Groups can be nested to create hierarchical organization:

@env.task
async def hierarchical_example(raw_data: str) -> str:
    with flyte.group("machine-learning-pipeline"):
        with flyte.group("data-preparation"):
            cleaned_data = await process_data(raw_data, "clean_data")
            split_data = await process_data(cleaned_data, "split_dataset")

        with flyte.group("model-experiments"):
            with flyte.group("hyperparameter-tuning"):
                best_params = await process_data(split_data, "tune_hyperparameters")

            with flyte.group("model-training"):
                model = await process_data(best_params, "train_final_model")
    return model

Conditional grouping

Groups can be used with conditional logic:

@env.task
async def conditional_processing(use_advanced_features: bool, input_data: str) -> str:
    base_result = await process_data(input_data, "basic_processing")

    if use_advanced_features:
        with flyte.group("advanced-features"):
            enhanced_result = await process_data(base_result, "advanced_processing")
            optimized_result = await process_data(enhanced_result, "optimize_result")
            return optimized_result
    else:
        with flyte.group("basic-features"):
            simple_result = await process_data(base_result, "simple_processing")
            return simple_result

Key insights

Groups are primarily an organizational and UI visualization tool—they don’t change how your tasks execute or aggregate their outputs, but they help organize related task invocations (actions) into collapsible folder-like structures for better workflow management and display.
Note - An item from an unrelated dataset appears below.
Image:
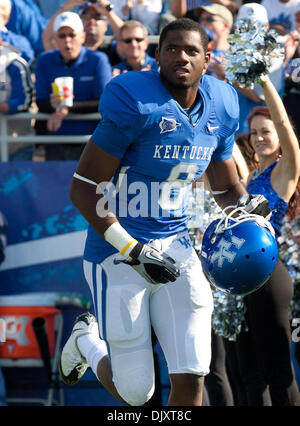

The aggregated status information (success/failure rates) is visible when hovering over group folders in the UI.

Groups make your Flyte workflows more maintainable and easier to understand, especially when working with complex workflows that involve multiple logical phases or large numbers of task executions. They serve as organizational “folders” in the UI’s call stack tree, allowing you to collapse sections to reduce visual distraction while still seeing aggregated status information on hover.